Friday, September 19, 2014

It's About Time

It's About Time!

  Is it possible to travel in time? Would you believe that it would be easier to travel into a future that hasn't happened lyet than it would be to travel into a past that has? Odd as that may sound, of the two options, travel into the future would be the more feasible. If we can't travel backwards through time, we can at least see back in time.
  When you see the moon in the sky, you see it as it was one and one-quarter seconds ago, or the sun, eight and one-half minutes ago. This is because it takes light 1 /1/4 seconds to travel from the moon to the Earth; 8 1/2 minutes to travel from the sun; 4.2 years from the nearest star, Proxima Centauri; 2 million years from the nearest galaxy, the Andromeda galaxy, and 65 million years from spiral galaxy M-66, the galaxy in which I co-discovered a supernova on February 11, 1989 (SN1989b).
  Lets say we were to magically travel to M-66 and brought along a very powerful telescope. If we turned the scope back in the direction of the Earth, we would be able to watch (assuming the scope were sufficiently powerful) Tyrannosaurus Rex and his friends romping about the landscape--for the light that would just be entering our eyes originally left the Earth 65 million years ago. We are able to judge the age of the universe in this way by the distances of the furthest objects we can see (the so-called 'quasars', or 'quasi-stellar' objects at 14.5 billion light-years distant.)
  In an essay I wrote about a year ago, called "The Twin Paradox", I described a space traveler who was traveling in his ship at nearly the speed of light and who had left a twin brother back on Earth. One of the consequences of general relativity is that time passes more slowly for someone traveling at nearly the speed of light than it does for someone (in this case the traveler's Earthbound twin brother, Marvin) who remains at rest.
  When the traveler (Harvey) returns to Earth after a few years, he finds that Marvin has long since passed away of old age, and in fact, that centuries have passed on Earth while only a few years have passed for him. In this way, Harvey has 'traveled' centuries into the future while on his three year journey in his spaceship (since it was Harvey who did the moving it was also he who did the traveling 'forward' in time and not Marvin 'backward' in time.) This interesting and hopelessly un-intuitive phenomenon is called time-dilation and is described in Albert Einstein's second or, 'general' theory of relativity.
  I should mention here that all this traveling and not traveling assumes that events in 'time' are not static events - in other words, they have no 'fixed' place in relation to other events. I am assuming that all events are of the "here and now"; in other words, all events are laid out before us and are available to access on demand. There are no "past" or 'future" events--only events--regardless of how it might appear otherwise, and they can be accessed from more than one vantage point. Depending on one's approach, one event may or may not come before or after another event and, in fact, may be approached in such a way that all events appear to be simultaneous, and in reality, they are simultaneous.
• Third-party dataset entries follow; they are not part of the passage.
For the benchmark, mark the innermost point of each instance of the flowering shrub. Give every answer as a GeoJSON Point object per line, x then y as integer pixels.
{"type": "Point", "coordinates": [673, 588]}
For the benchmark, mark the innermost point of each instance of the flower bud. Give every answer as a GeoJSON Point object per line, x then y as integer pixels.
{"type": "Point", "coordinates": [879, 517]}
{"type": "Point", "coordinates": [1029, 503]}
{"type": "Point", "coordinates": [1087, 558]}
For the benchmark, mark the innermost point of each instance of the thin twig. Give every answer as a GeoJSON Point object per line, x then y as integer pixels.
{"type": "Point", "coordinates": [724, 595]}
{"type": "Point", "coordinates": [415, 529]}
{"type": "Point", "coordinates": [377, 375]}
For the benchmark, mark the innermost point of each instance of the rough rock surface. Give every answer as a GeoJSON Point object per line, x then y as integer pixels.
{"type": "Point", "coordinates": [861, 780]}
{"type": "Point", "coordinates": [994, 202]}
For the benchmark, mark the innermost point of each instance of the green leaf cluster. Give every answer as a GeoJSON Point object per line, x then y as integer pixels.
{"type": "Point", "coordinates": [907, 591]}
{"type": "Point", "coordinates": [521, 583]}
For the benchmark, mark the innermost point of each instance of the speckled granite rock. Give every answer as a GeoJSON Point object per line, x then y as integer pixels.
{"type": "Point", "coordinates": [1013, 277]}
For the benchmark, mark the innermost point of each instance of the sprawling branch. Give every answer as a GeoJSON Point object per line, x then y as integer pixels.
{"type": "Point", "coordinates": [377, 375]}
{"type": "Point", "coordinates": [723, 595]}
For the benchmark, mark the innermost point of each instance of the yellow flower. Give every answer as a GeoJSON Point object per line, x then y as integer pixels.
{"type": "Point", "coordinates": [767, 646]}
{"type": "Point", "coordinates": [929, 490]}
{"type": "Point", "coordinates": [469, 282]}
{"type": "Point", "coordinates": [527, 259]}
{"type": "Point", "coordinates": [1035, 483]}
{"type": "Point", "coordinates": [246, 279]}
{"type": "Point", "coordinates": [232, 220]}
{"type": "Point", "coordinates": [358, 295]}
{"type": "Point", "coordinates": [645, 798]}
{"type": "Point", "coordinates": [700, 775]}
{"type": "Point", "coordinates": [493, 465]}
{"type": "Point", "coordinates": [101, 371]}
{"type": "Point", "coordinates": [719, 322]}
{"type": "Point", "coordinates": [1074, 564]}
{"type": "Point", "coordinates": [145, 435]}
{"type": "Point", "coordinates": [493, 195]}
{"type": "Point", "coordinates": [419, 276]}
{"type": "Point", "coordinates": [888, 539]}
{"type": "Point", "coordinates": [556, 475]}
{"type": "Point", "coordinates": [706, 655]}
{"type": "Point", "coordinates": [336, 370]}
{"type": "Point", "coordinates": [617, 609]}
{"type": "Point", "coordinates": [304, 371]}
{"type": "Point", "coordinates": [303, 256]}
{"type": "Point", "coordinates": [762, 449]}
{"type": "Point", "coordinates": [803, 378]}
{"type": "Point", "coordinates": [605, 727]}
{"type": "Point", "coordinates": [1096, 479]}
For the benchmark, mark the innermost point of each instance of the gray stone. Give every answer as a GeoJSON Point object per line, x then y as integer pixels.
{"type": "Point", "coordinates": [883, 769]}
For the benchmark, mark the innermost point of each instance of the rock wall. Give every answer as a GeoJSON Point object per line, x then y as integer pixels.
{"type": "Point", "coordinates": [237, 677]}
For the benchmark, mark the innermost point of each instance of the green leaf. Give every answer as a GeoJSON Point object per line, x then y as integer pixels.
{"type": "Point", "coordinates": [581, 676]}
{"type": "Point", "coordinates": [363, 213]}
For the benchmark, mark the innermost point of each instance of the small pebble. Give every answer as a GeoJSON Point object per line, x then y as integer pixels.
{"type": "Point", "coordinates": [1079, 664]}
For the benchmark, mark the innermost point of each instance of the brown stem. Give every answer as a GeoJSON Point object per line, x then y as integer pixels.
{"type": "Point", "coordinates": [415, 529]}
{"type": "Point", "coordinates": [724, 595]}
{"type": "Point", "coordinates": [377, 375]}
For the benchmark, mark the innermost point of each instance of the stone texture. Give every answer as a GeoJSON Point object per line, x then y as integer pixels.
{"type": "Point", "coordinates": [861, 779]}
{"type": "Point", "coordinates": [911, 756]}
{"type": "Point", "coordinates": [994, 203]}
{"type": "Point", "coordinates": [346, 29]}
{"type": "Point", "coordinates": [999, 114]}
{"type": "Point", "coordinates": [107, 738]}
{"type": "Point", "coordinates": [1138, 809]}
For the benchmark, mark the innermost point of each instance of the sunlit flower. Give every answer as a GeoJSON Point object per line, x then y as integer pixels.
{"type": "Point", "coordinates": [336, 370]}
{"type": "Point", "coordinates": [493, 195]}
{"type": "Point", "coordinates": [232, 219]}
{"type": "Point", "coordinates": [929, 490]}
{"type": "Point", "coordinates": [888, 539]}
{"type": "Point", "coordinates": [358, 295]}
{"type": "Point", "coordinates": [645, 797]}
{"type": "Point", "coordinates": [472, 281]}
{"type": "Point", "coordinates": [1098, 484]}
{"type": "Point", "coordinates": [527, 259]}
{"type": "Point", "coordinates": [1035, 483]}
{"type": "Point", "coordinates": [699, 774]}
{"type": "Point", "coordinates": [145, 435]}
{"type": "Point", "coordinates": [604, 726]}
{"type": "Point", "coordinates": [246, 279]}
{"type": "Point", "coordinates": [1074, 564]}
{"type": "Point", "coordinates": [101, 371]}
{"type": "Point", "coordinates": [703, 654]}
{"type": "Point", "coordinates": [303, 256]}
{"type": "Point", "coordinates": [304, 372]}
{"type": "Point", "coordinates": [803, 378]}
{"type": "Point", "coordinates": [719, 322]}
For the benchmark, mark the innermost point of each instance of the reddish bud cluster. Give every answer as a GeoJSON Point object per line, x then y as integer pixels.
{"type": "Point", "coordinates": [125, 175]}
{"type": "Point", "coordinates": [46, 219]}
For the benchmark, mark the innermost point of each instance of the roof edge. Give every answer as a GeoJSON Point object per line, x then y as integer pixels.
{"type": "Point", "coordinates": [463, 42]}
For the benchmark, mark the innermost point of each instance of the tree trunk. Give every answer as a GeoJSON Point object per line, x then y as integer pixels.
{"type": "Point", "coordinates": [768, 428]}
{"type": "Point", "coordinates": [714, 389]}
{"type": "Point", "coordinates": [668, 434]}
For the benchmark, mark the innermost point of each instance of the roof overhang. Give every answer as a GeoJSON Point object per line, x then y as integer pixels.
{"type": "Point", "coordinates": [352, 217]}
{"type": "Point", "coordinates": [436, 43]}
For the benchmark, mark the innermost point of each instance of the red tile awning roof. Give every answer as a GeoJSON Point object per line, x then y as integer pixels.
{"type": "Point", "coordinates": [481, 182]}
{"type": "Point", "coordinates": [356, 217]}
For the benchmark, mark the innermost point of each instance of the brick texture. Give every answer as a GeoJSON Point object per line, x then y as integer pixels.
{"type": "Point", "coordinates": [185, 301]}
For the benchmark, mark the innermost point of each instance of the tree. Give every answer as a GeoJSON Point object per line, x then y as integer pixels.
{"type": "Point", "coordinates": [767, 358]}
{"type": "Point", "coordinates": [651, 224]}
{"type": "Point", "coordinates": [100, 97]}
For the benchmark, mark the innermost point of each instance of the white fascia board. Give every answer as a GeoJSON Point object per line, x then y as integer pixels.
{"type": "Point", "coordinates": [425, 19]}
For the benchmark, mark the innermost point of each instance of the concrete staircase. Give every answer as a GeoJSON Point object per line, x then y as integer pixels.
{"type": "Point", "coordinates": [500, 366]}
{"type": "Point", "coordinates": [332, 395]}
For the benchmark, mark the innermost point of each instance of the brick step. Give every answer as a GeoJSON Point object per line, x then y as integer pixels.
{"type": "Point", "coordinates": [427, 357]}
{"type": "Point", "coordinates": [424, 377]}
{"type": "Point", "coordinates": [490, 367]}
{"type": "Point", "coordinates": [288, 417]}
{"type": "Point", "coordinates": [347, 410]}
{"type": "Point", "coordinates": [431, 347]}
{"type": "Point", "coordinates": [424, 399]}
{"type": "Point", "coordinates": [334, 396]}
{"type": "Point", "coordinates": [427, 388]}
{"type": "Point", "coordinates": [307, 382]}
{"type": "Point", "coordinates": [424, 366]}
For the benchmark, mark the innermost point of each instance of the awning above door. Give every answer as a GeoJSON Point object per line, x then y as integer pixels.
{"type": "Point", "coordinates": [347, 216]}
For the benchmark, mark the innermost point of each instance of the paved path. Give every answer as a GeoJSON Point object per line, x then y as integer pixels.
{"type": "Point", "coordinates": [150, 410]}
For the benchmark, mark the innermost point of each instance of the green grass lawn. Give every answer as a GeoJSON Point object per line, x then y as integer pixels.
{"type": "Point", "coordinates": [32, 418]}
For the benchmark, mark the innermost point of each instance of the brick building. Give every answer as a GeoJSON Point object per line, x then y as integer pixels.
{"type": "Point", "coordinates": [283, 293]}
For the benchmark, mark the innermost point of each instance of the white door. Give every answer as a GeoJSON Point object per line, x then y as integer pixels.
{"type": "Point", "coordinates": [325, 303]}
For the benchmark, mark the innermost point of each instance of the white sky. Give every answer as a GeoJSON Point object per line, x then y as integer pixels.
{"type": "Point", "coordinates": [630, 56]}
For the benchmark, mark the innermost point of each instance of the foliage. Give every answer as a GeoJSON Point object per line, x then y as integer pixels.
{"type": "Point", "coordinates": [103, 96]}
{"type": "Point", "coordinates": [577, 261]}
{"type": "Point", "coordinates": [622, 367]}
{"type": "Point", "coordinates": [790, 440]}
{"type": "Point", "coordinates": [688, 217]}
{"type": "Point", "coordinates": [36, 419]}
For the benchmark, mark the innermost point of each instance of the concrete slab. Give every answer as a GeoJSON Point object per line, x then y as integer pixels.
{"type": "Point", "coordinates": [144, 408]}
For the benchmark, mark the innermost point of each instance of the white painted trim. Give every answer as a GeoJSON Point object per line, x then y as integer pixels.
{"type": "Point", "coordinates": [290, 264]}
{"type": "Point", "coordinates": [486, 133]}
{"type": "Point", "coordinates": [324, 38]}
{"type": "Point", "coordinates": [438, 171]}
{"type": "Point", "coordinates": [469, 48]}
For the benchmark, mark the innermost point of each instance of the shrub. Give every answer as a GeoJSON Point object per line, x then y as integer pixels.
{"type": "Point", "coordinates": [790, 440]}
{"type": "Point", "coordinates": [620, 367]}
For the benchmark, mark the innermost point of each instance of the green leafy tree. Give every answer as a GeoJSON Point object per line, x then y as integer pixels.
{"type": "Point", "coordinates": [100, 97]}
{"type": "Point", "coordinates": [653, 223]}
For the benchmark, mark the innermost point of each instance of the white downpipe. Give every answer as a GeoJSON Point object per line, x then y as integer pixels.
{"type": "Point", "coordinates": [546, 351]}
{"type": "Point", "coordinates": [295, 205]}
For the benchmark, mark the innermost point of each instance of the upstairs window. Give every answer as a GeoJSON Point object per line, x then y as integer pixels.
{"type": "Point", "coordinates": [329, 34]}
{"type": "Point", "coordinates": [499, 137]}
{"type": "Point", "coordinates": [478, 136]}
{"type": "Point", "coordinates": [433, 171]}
Because of this 'fluid' nature of events, time can be manipulated (bear in mind that this is just the opinion of this writer, but it seems to me that Harvey has irrefutably proved this to be the case.) Harvey's travels not only demonstrate time dilation but seem to demonstrate "event dilation" by compressing or expanding one's physical position in space and time, as measured by an outside observer, of course. Harvey experiences the same events as Marvin, but in one order or at one interval, while Marvin experiences them occurring in quite another order or at another interval.

  As far as any traveling 'backward' in time, it doesn't seem to be a possibility, if only in that it would introduce one or more paradoxes, e.g., killing one's mother before one is born, etc.